# Change column names

## Import pandas

- To load the pandas package and start working with it, import the package. 


- The community agreed alias for pandas is `pd`, so loading pandas as pd is assumed standard practice for all of the pandas documentation:

In [1]:
import pandas as pd

## Import data

In [2]:
# URL of data
URL = "https://raw.githubusercontent.com/kirenz/datasets/master/height_unclean.csv"
df = pd.read_csv(URL, sep=";", decimal=',')
df

Unnamed: 0,Name,ID%,Height,Average Height Parents,Gender
0,Stefanie,1,162,161.5,female
1,Peter,2,163,163.5,male
2,Stefanie,3,163,163.2,female
3,Manuela,4,164,165.1,female
4,Simon,5,164,163.2,male
5,Sophia,6,164,164.4,female
6,Ellen,7,164,164.0,female
7,Emilia,8,165,165.2,female
8,Lina,9,165,165.2,female
9,Marie,10,165,165.1,female


## Change column names

Usually, we prefer to work with columns that have the following proporties:


- no leading or trailing whitespace (`"name"` instead of `" name "`, `" name"` or `"name "`)

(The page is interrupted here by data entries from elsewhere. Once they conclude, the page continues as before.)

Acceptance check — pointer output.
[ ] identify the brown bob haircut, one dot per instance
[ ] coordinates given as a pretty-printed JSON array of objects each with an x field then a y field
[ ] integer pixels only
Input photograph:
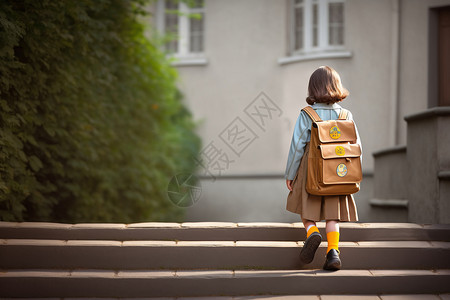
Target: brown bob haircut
[{"x": 325, "y": 87}]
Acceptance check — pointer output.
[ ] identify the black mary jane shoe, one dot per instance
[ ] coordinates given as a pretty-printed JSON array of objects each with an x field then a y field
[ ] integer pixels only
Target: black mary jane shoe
[
  {"x": 333, "y": 262},
  {"x": 309, "y": 248}
]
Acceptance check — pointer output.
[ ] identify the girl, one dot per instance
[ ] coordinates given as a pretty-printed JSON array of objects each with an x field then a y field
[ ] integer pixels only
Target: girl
[{"x": 324, "y": 91}]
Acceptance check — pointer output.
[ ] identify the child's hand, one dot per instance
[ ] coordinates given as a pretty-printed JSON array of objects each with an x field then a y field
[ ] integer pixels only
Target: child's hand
[{"x": 289, "y": 184}]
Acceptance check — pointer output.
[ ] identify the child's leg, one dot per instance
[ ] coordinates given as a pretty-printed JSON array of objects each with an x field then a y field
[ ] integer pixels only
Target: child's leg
[
  {"x": 310, "y": 227},
  {"x": 332, "y": 229},
  {"x": 312, "y": 242}
]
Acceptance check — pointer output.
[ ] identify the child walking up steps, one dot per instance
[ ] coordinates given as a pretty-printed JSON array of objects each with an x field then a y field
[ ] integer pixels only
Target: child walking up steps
[{"x": 324, "y": 92}]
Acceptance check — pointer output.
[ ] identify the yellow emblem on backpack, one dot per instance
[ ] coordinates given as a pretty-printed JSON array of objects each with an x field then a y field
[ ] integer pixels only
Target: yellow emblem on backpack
[
  {"x": 339, "y": 150},
  {"x": 341, "y": 170},
  {"x": 335, "y": 132}
]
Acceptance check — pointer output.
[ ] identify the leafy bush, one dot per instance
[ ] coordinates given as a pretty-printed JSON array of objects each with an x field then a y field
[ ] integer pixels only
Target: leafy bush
[{"x": 92, "y": 126}]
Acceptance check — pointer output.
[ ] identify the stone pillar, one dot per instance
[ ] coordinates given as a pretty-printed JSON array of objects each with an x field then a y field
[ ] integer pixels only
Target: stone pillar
[{"x": 428, "y": 158}]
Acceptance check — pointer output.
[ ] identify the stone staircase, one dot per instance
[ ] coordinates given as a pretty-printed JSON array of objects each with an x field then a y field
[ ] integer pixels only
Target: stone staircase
[{"x": 51, "y": 260}]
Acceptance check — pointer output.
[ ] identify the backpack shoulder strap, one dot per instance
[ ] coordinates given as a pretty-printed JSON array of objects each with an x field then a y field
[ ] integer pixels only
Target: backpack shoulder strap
[
  {"x": 312, "y": 113},
  {"x": 343, "y": 114}
]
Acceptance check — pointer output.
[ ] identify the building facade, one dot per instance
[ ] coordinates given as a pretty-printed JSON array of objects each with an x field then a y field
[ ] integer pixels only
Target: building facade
[{"x": 244, "y": 68}]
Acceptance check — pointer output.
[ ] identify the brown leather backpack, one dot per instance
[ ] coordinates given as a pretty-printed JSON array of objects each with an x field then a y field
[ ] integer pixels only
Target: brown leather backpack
[{"x": 334, "y": 165}]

- all lowercase (`"name"` instead of `"Name"`)


- now white spaces (`"my_name"` instead of `"my name"`)

### Simple rename

- First, we rename columns by simply using a mapping
- We rename `"Name"` to `"name"` (we want to display errors and don't save the changes for now).


Hint:

```python
df = df.rename(columns={"OLD_NAME": "NEW_NAME"}, errors="raise")
```

In [3]:
### BEGIN SOLUTION
df = df.rename(columns={"Name": "name"}, errors="raise")
### END SOLUTION

In [4]:
"""Check if your code returns the correct output"""
assert df.loc[0, 'name'] == "Stefanie"

In [5]:
df.head(2)

Unnamed: 0,name,ID%,Height,Average Height Parents,Gender
0,Stefanie,1,162,161.5,female
1,Peter,2,163,163.5,male


- Let`s rename Gender to gender


- Here, we just want to display the result (without saving it).

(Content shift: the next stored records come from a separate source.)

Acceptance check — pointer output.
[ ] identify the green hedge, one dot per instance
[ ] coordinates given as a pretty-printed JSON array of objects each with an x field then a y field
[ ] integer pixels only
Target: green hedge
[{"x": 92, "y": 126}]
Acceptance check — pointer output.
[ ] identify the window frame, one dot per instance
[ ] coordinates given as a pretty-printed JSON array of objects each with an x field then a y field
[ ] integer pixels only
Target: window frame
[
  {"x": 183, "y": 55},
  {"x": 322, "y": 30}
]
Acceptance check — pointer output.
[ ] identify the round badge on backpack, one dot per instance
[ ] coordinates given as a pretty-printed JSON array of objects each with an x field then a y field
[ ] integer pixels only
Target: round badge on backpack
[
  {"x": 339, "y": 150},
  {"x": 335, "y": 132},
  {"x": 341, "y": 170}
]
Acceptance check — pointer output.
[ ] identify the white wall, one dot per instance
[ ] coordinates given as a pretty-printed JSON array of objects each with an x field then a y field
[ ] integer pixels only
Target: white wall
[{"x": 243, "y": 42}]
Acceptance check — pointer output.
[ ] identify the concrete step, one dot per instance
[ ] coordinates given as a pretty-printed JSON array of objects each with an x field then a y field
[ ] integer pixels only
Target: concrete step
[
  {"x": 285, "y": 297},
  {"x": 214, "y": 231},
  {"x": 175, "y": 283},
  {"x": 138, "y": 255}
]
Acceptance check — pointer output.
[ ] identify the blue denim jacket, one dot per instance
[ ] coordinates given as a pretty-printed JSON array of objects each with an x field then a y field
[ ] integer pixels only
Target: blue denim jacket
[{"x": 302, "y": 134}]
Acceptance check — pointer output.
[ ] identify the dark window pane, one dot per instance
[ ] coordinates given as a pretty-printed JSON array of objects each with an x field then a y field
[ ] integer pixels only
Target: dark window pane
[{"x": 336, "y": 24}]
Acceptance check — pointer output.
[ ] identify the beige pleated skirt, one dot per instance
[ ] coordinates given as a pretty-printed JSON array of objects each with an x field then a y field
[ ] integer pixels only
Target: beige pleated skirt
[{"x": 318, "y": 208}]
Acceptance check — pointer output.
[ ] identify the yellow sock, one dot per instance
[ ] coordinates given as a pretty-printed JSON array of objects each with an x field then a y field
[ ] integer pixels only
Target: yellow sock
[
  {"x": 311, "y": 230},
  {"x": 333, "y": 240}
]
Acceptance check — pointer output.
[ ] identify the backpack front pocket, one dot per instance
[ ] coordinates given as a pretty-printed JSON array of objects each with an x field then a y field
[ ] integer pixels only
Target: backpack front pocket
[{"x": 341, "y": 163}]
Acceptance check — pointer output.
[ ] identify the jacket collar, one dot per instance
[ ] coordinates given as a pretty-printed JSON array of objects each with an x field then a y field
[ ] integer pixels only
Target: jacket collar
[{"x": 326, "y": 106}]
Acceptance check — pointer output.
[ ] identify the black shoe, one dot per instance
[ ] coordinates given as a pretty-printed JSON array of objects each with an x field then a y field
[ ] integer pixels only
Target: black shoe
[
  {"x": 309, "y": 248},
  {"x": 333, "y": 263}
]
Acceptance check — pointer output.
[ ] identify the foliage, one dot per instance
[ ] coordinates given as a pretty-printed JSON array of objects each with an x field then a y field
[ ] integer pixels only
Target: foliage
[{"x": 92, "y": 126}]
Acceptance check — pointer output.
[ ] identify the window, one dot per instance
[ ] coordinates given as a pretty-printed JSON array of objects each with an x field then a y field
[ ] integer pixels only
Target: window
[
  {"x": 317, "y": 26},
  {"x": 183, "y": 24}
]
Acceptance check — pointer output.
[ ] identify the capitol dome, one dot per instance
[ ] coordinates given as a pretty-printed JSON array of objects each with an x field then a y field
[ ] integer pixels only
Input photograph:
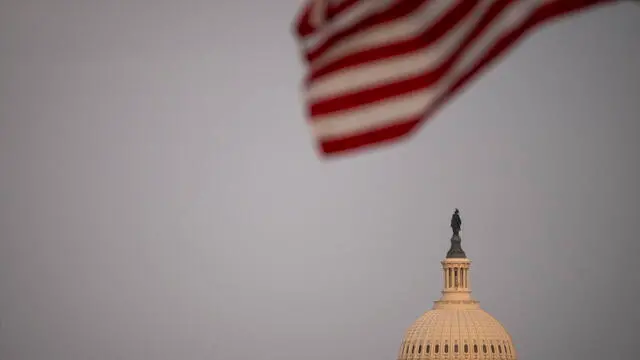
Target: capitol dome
[{"x": 456, "y": 327}]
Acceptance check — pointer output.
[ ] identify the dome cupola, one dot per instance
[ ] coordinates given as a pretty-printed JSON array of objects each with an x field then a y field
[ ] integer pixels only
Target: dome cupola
[{"x": 456, "y": 327}]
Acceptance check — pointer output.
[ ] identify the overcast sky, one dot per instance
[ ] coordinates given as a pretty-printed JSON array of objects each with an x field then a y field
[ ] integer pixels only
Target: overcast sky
[{"x": 161, "y": 198}]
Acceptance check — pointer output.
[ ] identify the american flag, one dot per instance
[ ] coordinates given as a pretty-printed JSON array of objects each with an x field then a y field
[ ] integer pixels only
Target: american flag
[{"x": 377, "y": 69}]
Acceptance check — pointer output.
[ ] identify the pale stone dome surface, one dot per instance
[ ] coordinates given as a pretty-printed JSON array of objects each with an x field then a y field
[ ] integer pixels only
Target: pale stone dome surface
[
  {"x": 456, "y": 327},
  {"x": 457, "y": 334}
]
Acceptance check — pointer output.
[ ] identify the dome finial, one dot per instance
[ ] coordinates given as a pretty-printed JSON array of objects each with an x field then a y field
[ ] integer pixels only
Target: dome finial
[{"x": 456, "y": 249}]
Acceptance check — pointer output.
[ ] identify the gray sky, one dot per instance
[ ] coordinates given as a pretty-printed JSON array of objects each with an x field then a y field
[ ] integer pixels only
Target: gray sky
[{"x": 160, "y": 197}]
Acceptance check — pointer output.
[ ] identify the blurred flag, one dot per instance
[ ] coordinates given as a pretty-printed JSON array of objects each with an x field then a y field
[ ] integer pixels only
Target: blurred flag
[{"x": 377, "y": 69}]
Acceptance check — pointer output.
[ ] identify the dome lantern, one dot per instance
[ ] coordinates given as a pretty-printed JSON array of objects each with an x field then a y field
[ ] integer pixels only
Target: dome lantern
[{"x": 456, "y": 327}]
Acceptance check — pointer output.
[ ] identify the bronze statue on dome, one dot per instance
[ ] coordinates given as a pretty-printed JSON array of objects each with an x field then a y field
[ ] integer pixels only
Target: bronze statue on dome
[{"x": 456, "y": 247}]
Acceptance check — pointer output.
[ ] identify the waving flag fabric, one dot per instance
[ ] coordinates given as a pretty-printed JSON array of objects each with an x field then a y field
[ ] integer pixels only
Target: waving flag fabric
[{"x": 377, "y": 69}]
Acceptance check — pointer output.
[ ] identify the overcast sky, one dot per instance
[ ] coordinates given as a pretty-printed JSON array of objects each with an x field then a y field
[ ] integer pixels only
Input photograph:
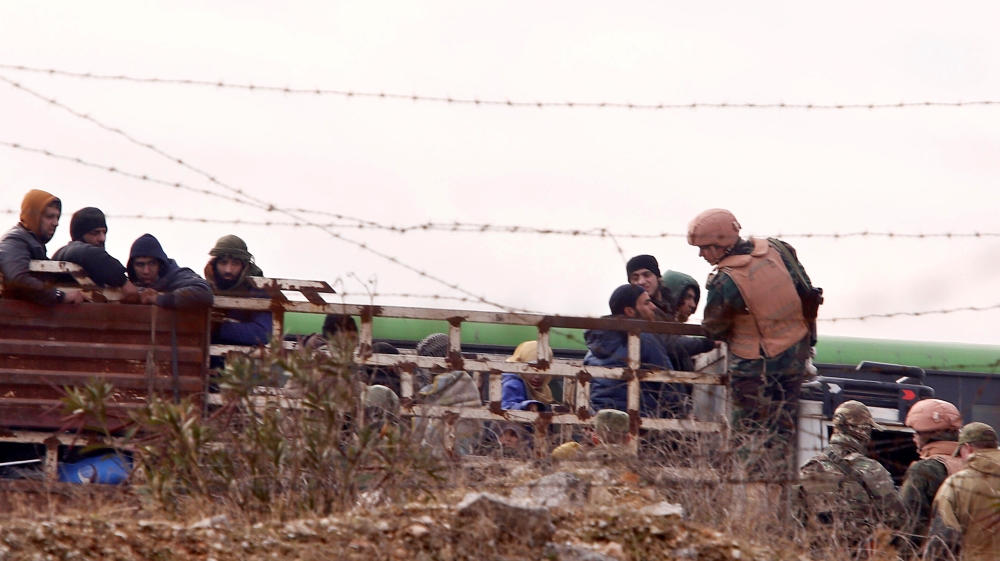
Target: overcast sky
[{"x": 781, "y": 171}]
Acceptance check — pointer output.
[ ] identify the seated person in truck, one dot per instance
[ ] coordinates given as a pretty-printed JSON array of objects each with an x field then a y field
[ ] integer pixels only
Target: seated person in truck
[
  {"x": 161, "y": 281},
  {"x": 88, "y": 231},
  {"x": 227, "y": 273},
  {"x": 526, "y": 392},
  {"x": 610, "y": 348},
  {"x": 40, "y": 212}
]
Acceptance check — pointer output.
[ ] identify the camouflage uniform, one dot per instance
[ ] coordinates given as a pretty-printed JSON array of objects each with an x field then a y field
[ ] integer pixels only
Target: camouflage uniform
[
  {"x": 922, "y": 481},
  {"x": 765, "y": 391},
  {"x": 967, "y": 507},
  {"x": 844, "y": 494}
]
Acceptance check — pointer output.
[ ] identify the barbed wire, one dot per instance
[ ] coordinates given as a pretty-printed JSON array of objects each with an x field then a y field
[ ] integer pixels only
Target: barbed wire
[
  {"x": 269, "y": 206},
  {"x": 914, "y": 314},
  {"x": 471, "y": 228},
  {"x": 220, "y": 84},
  {"x": 112, "y": 169}
]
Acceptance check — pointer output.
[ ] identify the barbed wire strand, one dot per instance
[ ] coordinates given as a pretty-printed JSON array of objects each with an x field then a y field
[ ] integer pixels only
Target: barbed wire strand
[
  {"x": 471, "y": 297},
  {"x": 491, "y": 102},
  {"x": 914, "y": 314},
  {"x": 270, "y": 206},
  {"x": 470, "y": 228}
]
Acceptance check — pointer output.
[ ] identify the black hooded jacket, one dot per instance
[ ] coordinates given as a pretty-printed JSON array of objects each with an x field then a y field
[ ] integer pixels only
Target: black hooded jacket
[
  {"x": 103, "y": 269},
  {"x": 179, "y": 287}
]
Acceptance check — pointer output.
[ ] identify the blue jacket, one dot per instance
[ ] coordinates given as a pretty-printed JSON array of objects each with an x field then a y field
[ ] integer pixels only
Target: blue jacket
[
  {"x": 245, "y": 328},
  {"x": 514, "y": 394},
  {"x": 610, "y": 348}
]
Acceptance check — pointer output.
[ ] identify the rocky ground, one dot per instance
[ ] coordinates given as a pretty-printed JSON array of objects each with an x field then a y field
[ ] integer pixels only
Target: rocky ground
[{"x": 566, "y": 515}]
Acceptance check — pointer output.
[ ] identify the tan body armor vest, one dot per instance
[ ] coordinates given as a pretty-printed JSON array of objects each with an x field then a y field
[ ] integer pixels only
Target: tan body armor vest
[{"x": 775, "y": 322}]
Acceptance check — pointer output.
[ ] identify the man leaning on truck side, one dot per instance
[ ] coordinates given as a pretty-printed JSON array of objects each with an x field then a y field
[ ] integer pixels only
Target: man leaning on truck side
[
  {"x": 228, "y": 272},
  {"x": 88, "y": 231},
  {"x": 40, "y": 212}
]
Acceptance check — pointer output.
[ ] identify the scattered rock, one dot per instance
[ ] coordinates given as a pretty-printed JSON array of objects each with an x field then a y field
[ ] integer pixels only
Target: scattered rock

- Remove the # and run the following code:

In [None]:
# df.rename(columns={"Gender": "gender"}, errors="raise")

- This raises an error. 


- Can you spot the problem? Take a look at the end of the error statement and describe the type of error. How could you fix the problem?

- The KeyError statement tells us that `"['Gender'] not found in axis"`


- This is because variable Gender has a white space at the beginning: `[ Gender]`


- We could fix this problem by typing `" Gender"` instead of `"Gender"`


- However, there are useful functions (regular expressions) to deal with this kind of problems

### Trailing and leading spaces (with regex)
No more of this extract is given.